“The beauty is that this course does not favour a specific player”

“The beauty is that this course does not favour a specific player”
Richard Humphreys
By Richard Humphreys

Bellerive Country Club in St. Louis, Missouri, is this week hosting the 100th PGA Championship. Golf course architects Rees Jones and Bryce Swanson discussed the course in a Twitter chat with the American Society of Golf Course Architects.

Bellerive Country Club began in 1897 with a nine-hole course in north St. Louis, before moving to Normandy in 1910, to a layout designed by Scotsman Robert Foulis. By the mid-1950s the club decided to move again. They invited golf course architect Robert Trent Jones to select a site from farmland west of St. Louis and prepare a design that would be suitable for championship golf.
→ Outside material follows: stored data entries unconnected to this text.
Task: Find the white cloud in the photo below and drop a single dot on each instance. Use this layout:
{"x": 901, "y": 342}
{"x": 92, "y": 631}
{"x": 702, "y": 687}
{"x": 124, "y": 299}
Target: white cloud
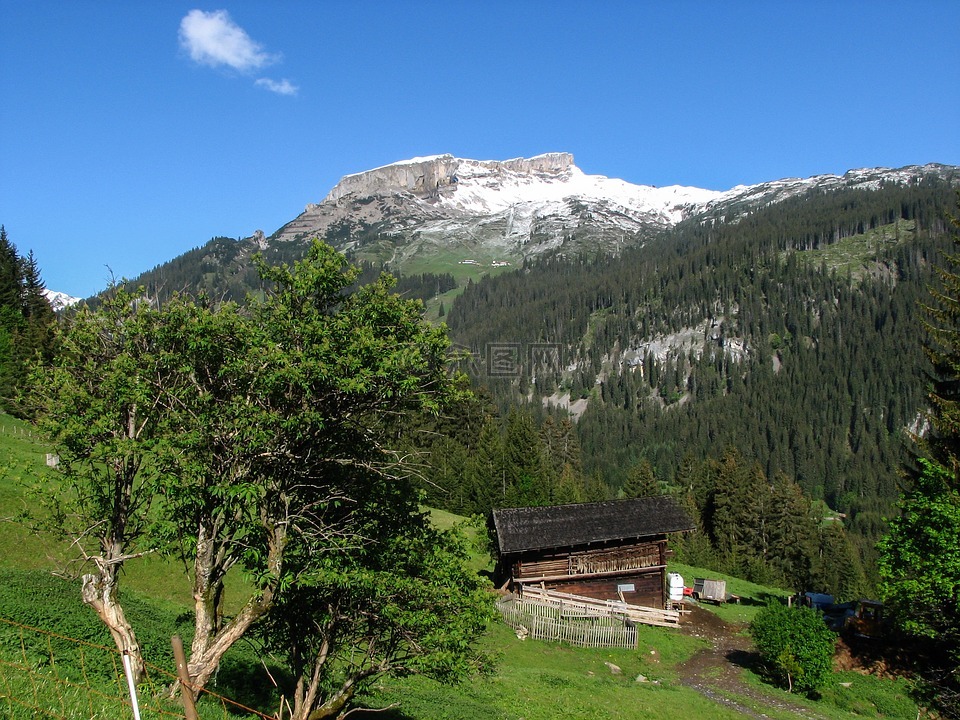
{"x": 282, "y": 87}
{"x": 212, "y": 38}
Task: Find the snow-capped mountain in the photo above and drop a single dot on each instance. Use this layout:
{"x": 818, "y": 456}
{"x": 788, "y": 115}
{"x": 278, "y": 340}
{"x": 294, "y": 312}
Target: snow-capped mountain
{"x": 58, "y": 300}
{"x": 507, "y": 210}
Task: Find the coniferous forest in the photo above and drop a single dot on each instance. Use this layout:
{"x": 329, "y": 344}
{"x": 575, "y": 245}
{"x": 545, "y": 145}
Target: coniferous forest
{"x": 26, "y": 320}
{"x": 775, "y": 359}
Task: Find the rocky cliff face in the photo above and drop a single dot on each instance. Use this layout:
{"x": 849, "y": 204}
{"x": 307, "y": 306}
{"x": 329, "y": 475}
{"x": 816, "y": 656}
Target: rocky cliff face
{"x": 498, "y": 212}
{"x": 429, "y": 177}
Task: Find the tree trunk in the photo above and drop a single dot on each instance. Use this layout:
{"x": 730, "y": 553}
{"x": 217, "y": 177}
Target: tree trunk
{"x": 211, "y": 640}
{"x": 99, "y": 592}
Jones’s long and challenging layout, dubbed the ‘Green Monster of Ladue’, opened in 1960. It became the youngest course to host a US Open in 1965, and has since hosted the 1992 PGA Championship, 2004 Senior US Open and 2013 Senior PGA Championship.
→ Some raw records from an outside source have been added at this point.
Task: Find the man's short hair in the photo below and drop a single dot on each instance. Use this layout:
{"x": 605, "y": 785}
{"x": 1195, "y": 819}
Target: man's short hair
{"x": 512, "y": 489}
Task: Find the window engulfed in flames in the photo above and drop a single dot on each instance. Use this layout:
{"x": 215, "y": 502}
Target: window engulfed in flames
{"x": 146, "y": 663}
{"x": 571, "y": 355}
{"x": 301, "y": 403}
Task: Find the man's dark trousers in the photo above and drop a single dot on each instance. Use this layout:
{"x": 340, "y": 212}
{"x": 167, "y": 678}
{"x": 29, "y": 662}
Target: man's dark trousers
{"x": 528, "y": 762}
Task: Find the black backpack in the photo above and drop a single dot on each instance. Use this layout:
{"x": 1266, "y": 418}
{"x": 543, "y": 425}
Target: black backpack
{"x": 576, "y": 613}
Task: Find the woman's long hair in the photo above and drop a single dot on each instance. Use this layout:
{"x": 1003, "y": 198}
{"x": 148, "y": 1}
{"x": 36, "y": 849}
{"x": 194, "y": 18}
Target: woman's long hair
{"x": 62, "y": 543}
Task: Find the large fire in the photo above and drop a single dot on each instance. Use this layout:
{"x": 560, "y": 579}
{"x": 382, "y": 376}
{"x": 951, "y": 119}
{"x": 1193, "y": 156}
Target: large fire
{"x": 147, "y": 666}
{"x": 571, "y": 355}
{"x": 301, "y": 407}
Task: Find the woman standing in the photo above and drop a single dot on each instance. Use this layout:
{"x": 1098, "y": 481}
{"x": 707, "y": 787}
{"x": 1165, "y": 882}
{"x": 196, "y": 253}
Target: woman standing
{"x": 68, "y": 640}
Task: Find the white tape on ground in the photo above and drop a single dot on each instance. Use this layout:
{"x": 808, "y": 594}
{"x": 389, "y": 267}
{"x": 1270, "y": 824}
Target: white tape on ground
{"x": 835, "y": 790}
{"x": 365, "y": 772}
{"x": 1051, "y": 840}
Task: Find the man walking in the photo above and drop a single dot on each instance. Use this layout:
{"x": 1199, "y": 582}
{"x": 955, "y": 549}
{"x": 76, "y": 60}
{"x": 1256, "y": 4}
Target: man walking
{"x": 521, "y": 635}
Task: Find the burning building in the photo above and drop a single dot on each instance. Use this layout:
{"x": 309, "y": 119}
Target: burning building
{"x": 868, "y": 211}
In 2005, the course closed for a year for a renovation by Rees Jones, to restore the original level of challenge set out by his father.

“A lot of changes had been made over the years that were not in keeping with Dad’s design,” said Jones. “We went back to his style while upgrading for the twenty-first century.
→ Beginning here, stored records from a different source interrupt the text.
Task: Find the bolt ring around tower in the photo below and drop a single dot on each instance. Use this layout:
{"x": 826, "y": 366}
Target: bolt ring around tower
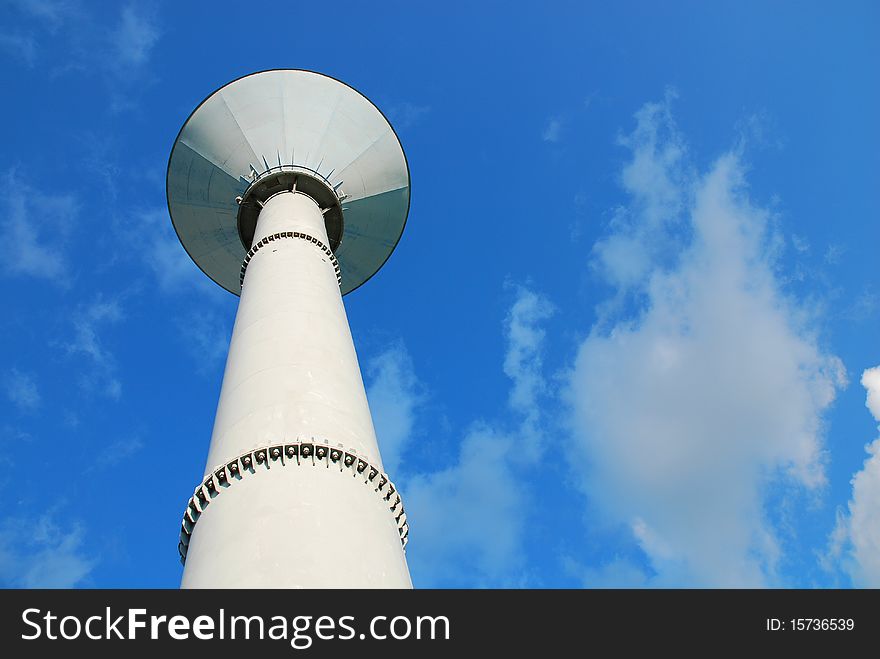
{"x": 290, "y": 178}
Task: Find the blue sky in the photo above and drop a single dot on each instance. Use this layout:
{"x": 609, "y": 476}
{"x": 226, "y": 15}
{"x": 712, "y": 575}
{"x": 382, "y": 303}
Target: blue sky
{"x": 625, "y": 340}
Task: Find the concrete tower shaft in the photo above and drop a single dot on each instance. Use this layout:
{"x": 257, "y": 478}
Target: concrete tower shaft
{"x": 292, "y": 380}
{"x": 291, "y": 189}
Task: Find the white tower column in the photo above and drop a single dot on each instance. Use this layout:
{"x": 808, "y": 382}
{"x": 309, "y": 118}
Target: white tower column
{"x": 292, "y": 380}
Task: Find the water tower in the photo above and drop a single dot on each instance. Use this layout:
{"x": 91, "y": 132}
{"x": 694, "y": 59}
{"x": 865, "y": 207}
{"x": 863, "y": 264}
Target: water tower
{"x": 291, "y": 189}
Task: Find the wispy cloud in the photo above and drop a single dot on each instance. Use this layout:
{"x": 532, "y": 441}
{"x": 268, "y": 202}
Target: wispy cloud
{"x": 51, "y": 14}
{"x": 86, "y": 341}
{"x": 93, "y": 40}
{"x": 21, "y": 389}
{"x": 552, "y": 130}
{"x": 38, "y": 553}
{"x": 856, "y": 538}
{"x": 394, "y": 394}
{"x": 206, "y": 332}
{"x": 708, "y": 389}
{"x": 134, "y": 36}
{"x": 116, "y": 453}
{"x": 406, "y": 115}
{"x": 469, "y": 517}
{"x": 164, "y": 255}
{"x": 20, "y": 45}
{"x": 37, "y": 223}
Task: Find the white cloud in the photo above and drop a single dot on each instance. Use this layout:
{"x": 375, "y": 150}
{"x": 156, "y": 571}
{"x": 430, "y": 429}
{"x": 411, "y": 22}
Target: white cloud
{"x": 36, "y": 224}
{"x": 523, "y": 364}
{"x": 21, "y": 389}
{"x": 206, "y": 334}
{"x": 552, "y": 130}
{"x": 37, "y": 553}
{"x": 406, "y": 115}
{"x": 134, "y": 37}
{"x": 50, "y": 13}
{"x": 20, "y": 45}
{"x": 86, "y": 341}
{"x": 468, "y": 519}
{"x": 164, "y": 255}
{"x": 644, "y": 235}
{"x": 859, "y": 530}
{"x": 800, "y": 243}
{"x": 467, "y": 522}
{"x": 116, "y": 453}
{"x": 712, "y": 388}
{"x": 394, "y": 394}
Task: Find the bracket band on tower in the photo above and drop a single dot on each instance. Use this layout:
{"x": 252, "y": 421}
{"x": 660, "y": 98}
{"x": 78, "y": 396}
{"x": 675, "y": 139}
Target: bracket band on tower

“Dad designed greens that were very large; he had to because in 1960 the ball was not travelling as far, he wanted larger targets for longer shots into the green.

“Bryce and I shrunk the greens by 1,000 square-feet or so but maintained the philosophy of valuing good approach shots, while maintaining the speeds of greens in today’s championship events.”

One of the more significant changes of the 2005 renovation was on the second hole, a tight par four with a sharp dogleg left around trees and a small lake. Jones removed the trees on the left and expanded the lake to stretch all the way to the green, creating a risk-reward shot.

Jones returned to the course in 2013, to help prepare for this year’s PGA Championship. He said: “It was a great pleasure to work with Kerry Haigh of the PGA of America. We made modifications with bunker locations and opened up the playing corridors throughout to give players more options.

“The biggest change was number eleven, modifications to give them flexibility,” said Jones. “It will likely play as a driveable par four on a couple days. We removed one bunker and relocated others. The full course has a conventional setup; fairways are 25-28 yards wide; there is four to five feet of intermediate rough, and then fescue rough. It will penalise some shots. In three-inch rough they will have a tough time stopping the ball on the greens.”

“The beauty is that this course does not favour a specific player. In recent US Opens, wide fairways or no rough favoured long hitters. Bellerive requires shot makers. Bryce and I worked with the club to create chipping areas around the course to allow for different reactions of the ball if a shot misses the green.

“The variety within the design is what to watch for. There is a nice mix of longer par fours and yet the par fives can be reached so players can make up a shot or two. The par threes have variety. Hole three is 155 yards, the sixteenth is the longest par three at 237 yards. There is a lot of opportunity to make up shots or learn how to recover if you miss the green short side. The course has an ebb and flow… players can be careful and get par, or attack holes seven or eleven, which are birdie chances. Because it is a par 70, we converted holes four and ten from par five to par four; with Kerry’s help. Bellerive will play 7,200 to 7,400 yards.

“It will be tight down the stretch; holes fourteen to eighteen are a great finish, a lot of things can happen.”